Summary of this case from Pastorello v. City of New YorkOpinion
September 3, 1998
Appeal from the Supreme Court, Bronx County (Douglas McKeon, J.).
The issue in these consolidated medical malpractice appeals is whether the applicable Statute of Limitations is three years (CPLR 214, prior to the enactment of CPLR 214-a) plus tolling for infancy (CPLR 208), or the more abbreviated one year and 90 days for commencement against New York City employees (General Municipal Law § 50-k) plus tolling for infancy, and whether there is a requirement to serve notice upon a public corporation or its employees within 90 days after a claim arises (General Municipal Law § 50-e [a]). For these plaintiffs — born in August 1973 and November 1974, respectively — neither of the shorter limitation requirements was satisfied when the actions were commenced in August 1994. The second affirmative defenses are based on the Statute of Limitations, and the fourth affirmative defenses are based on the unique notice-of-claim requirements of the General Municipal Law.

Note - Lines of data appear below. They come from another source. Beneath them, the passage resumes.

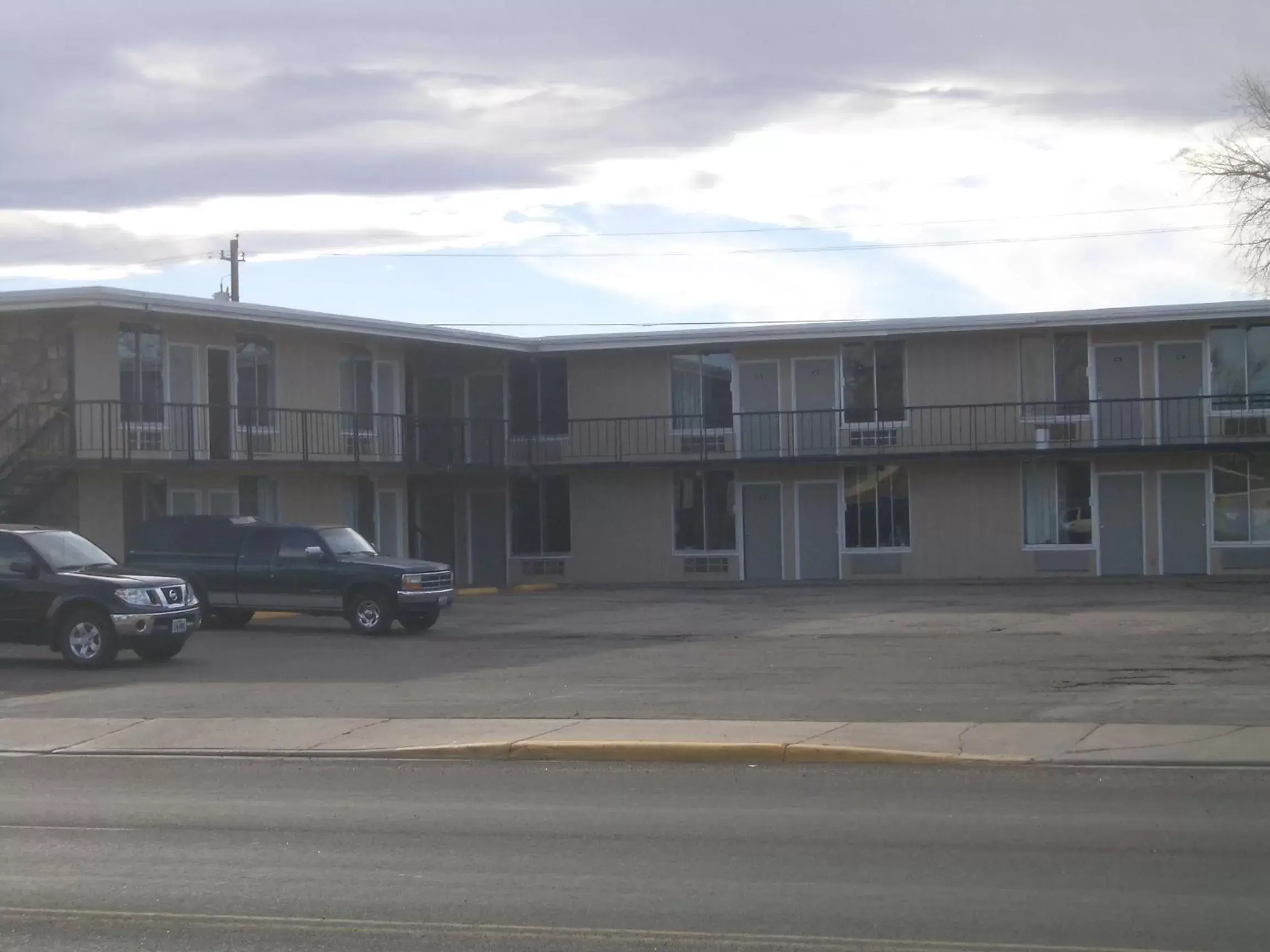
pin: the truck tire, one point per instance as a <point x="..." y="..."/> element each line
<point x="422" y="620"/>
<point x="87" y="639"/>
<point x="370" y="611"/>
<point x="163" y="650"/>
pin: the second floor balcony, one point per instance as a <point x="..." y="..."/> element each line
<point x="95" y="432"/>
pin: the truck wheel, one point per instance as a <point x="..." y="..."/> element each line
<point x="87" y="639"/>
<point x="162" y="650"/>
<point x="370" y="612"/>
<point x="422" y="620"/>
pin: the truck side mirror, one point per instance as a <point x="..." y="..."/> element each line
<point x="23" y="566"/>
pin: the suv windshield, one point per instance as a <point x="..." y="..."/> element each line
<point x="65" y="550"/>
<point x="346" y="541"/>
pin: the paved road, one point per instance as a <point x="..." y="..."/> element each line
<point x="1100" y="653"/>
<point x="594" y="857"/>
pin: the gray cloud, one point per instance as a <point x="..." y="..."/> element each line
<point x="316" y="95"/>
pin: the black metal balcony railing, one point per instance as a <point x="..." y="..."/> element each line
<point x="114" y="431"/>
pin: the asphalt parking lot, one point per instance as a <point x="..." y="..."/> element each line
<point x="1148" y="653"/>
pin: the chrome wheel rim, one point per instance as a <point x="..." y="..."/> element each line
<point x="368" y="615"/>
<point x="85" y="641"/>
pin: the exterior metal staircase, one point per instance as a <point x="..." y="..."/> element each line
<point x="35" y="458"/>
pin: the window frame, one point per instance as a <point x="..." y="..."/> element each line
<point x="1023" y="508"/>
<point x="136" y="331"/>
<point x="1212" y="506"/>
<point x="540" y="483"/>
<point x="1024" y="415"/>
<point x="1213" y="398"/>
<point x="536" y="362"/>
<point x="842" y="512"/>
<point x="841" y="362"/>
<point x="676" y="475"/>
<point x="701" y="382"/>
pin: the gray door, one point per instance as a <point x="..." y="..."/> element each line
<point x="818" y="529"/>
<point x="1121" y="524"/>
<point x="488" y="537"/>
<point x="761" y="516"/>
<point x="1119" y="393"/>
<point x="1184" y="523"/>
<point x="1181" y="383"/>
<point x="486" y="419"/>
<point x="816" y="391"/>
<point x="760" y="409"/>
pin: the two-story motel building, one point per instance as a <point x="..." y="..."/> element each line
<point x="1117" y="442"/>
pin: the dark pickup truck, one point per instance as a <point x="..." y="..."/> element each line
<point x="61" y="591"/>
<point x="240" y="566"/>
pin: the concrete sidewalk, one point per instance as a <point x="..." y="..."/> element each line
<point x="644" y="740"/>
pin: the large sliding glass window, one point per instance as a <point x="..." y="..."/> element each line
<point x="1054" y="375"/>
<point x="540" y="516"/>
<point x="701" y="391"/>
<point x="1240" y="367"/>
<point x="875" y="507"/>
<point x="705" y="518"/>
<point x="873" y="381"/>
<point x="141" y="385"/>
<point x="539" y="397"/>
<point x="1057" y="510"/>
<point x="1241" y="498"/>
<point x="256" y="381"/>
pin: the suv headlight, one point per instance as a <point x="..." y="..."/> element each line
<point x="135" y="597"/>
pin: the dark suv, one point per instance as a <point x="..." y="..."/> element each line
<point x="59" y="589"/>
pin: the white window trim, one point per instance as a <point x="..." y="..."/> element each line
<point x="690" y="553"/>
<point x="1091" y="546"/>
<point x="736" y="395"/>
<point x="842" y="517"/>
<point x="1212" y="518"/>
<point x="841" y="398"/>
<point x="1053" y="372"/>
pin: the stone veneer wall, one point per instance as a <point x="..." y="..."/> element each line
<point x="35" y="360"/>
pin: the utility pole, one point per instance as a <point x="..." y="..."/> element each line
<point x="233" y="258"/>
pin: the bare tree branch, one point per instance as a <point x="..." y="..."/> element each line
<point x="1239" y="166"/>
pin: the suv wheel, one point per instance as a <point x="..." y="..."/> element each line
<point x="422" y="620"/>
<point x="370" y="612"/>
<point x="87" y="639"/>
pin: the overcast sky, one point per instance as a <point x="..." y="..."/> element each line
<point x="369" y="152"/>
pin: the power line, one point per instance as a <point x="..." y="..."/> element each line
<point x="815" y="249"/>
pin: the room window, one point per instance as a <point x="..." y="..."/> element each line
<point x="701" y="391"/>
<point x="875" y="507"/>
<point x="256" y="381"/>
<point x="1054" y="375"/>
<point x="540" y="516"/>
<point x="705" y="518"/>
<point x="141" y="385"/>
<point x="258" y="497"/>
<point x="873" y="381"/>
<point x="1057" y="510"/>
<point x="1240" y="367"/>
<point x="1241" y="498"/>
<point x="539" y="397"/>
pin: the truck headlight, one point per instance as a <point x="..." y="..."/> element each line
<point x="134" y="597"/>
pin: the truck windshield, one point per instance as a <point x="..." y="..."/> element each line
<point x="65" y="550"/>
<point x="346" y="541"/>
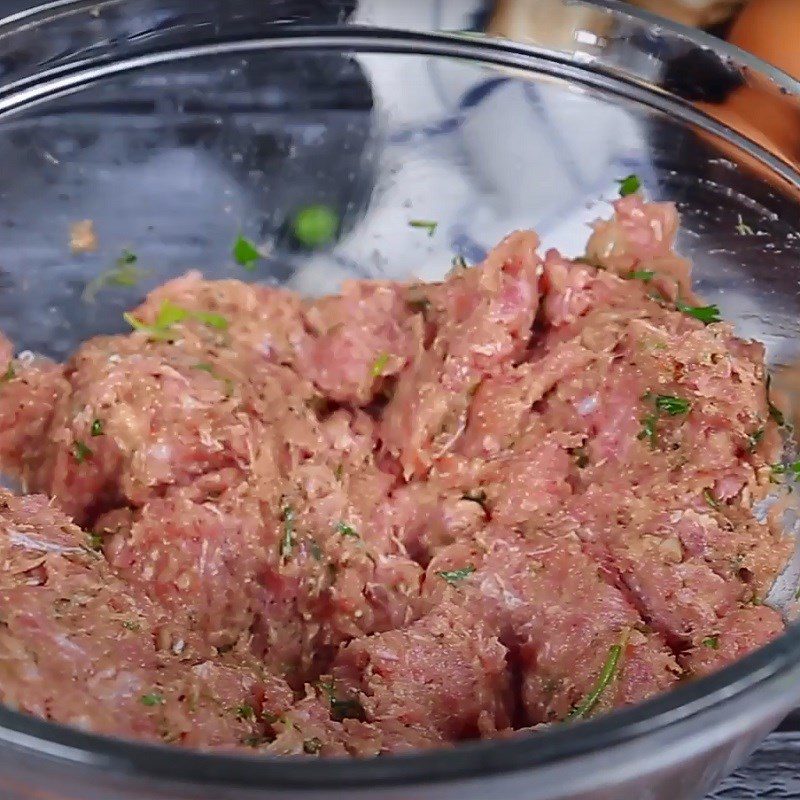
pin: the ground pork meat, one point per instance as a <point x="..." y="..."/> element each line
<point x="397" y="518"/>
<point x="444" y="675"/>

The individual defendants appealing herein are doctors admittedly employed by defendant-appellant Montefiore, a voluntary hospital. As such, the three-year Statute of Limitations would normally apply. However, at the time of the alleged malpractice they claim to have been residents and interns doing their rotations without compensation at defendant Morrisania, which was owned and operated by defendant New York City Health and Hospitals Corporation (HHC). That being the case, a proper notice of claim was a condition precedent to the commencement of these actions (General Municipal Law § 50-d), and a viable defense exists as to the untimeliness of commencement ( see, DeGradi v. Coney Is. Med. Group, 172 A.D.2d 582, lv denied 78 N.Y.2d 860). It stands to reason that if commencement of these actions against the doctors is jurisdictionally defective, the same defenses should be available to the employer hospital (Montefiore) from which they were assigned to intern or do residency at Morrisania in the first place.
Motions have been granted dismissing the actions on these grounds against HHC and Morrisania.
Summary judgment cannot be granted on the affirmative defenses, however, because the true status of the individual defendants has not been established. The record does not contain the affiliation agreement between private employer Montefiore and municipal host Morrisania. Until these defendants can conclusively establish their transient employee status with defendant HHC, they cannot prevail on these defenses as a matter of law.
Concur — Sullivan, J. P., Rosenberger, Wallach, Tom and Saxe, JJ.